Annals of Lung Cancer

ISSN: 2643-5713

Editorial | VOLUME 3 | ISSUE 1 | DOI: 10.36959/825/580 OPEN ACCESS

Nucleobindin-2 mRNA level is down regulated in KRAS-mutation lung cancer cell lines compared with EGFR/BRAF/KRAS wild-type lung cancer cell lines

Noriaki Sunaga1, Hisao Imai2, Junichi Okada3, Eijiro Yamada3, Shuichi Okada3* and Masanobu Yamada3

  • Noriaki Sunaga 1
  • Hisao Imai 2
  • Junichi Okada 3
  • Eijiro Yamada 3
  • Shuichi Okada 3*
  • Masanobu Yamada 3
  • Department of Respiratory Medicine, Gunma University Graduate School of Medicine, Japan
  • Division of Respiratory Medicine, Gunma Prefectural Cancer Center, Japan
  • Department of Medicine and Molecular Science, Gunma University Graduate School of Medicine, Japan

Sunaga N, Imai H, Okada J, et al. (2019) Nucleobindin-2 mRNA Level is Down Regulated in KRAS-mutation Lung Cancer Cell Lines Compared with EGFR/BRAF/KRAS Wild-type Lung Cancer Cell Lines. Ann Lung Cancer 3(1):64-65.

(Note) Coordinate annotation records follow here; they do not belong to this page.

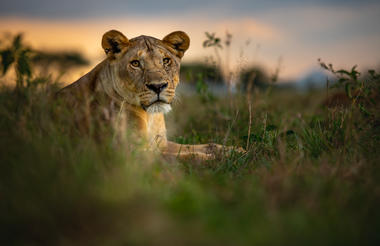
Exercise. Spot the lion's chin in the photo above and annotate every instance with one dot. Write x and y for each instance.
(158, 107)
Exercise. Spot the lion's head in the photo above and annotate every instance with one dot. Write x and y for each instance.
(144, 71)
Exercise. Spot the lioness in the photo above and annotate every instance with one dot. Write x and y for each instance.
(135, 86)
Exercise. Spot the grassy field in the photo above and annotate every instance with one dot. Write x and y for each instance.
(310, 177)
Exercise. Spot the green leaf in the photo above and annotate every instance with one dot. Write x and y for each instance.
(7, 58)
(342, 71)
(271, 127)
(348, 90)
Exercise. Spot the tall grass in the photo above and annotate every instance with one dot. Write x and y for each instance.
(310, 175)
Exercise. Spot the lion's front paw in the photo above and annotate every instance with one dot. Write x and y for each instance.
(218, 148)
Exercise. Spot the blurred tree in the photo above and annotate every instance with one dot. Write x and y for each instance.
(63, 61)
(25, 60)
(190, 73)
(254, 77)
(17, 54)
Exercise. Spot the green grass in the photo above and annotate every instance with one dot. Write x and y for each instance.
(310, 177)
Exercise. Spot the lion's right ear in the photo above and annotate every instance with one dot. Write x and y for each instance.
(113, 43)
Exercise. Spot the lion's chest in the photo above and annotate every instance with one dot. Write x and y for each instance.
(156, 130)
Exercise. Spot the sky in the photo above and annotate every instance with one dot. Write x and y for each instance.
(295, 32)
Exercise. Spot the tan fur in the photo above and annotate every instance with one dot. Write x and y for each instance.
(123, 88)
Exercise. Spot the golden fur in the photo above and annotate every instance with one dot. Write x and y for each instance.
(134, 87)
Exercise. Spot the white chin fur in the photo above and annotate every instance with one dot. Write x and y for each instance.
(159, 108)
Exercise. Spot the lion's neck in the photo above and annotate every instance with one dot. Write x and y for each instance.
(151, 126)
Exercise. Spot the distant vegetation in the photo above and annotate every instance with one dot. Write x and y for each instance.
(311, 174)
(32, 66)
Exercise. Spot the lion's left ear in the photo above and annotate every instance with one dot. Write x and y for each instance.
(178, 41)
(113, 42)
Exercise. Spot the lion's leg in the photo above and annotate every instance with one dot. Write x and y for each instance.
(208, 149)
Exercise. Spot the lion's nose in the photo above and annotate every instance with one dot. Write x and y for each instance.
(157, 87)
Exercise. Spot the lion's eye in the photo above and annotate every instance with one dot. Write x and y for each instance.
(135, 63)
(166, 61)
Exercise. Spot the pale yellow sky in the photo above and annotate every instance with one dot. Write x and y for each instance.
(298, 35)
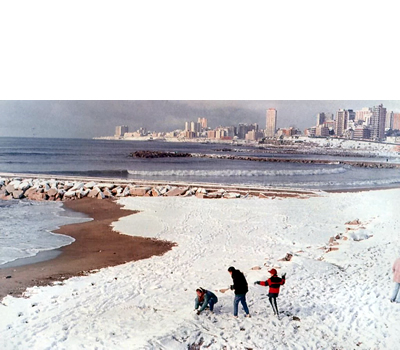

Accepted: June 11, 2019 | Published Online: June 13, 2019

Nucleobindin-2 mRNA level is down regulated in KRAS-mutation lung cancer cell lines compared with EGFR/BRAF/KRAS wild-type lung cancer cell lines

Keywords


Lung cancer, Nucleobindin-2, Nesfatin-1, KRAS, qPCR

Abbreviations


EGF: Epidermal Growth Factor; MEK: Mitogen-Activated Protein Kinase; ERK: Extracellular Signal-Regulated Kinase; GAPDH: Glyceraldehyde 3-Phosphate Dehydrogenase

To the editor; Increased Nucleobindin-2 level has been determined as an independent prognostic factor for overall survival of patients [1,2]. However, pathophysiological significance of Nucleobindin-2 in lung cancers remains unclear. In the present study, we examined Nucleobindin-2 mRNA level in various types of human lung cancer cell lines.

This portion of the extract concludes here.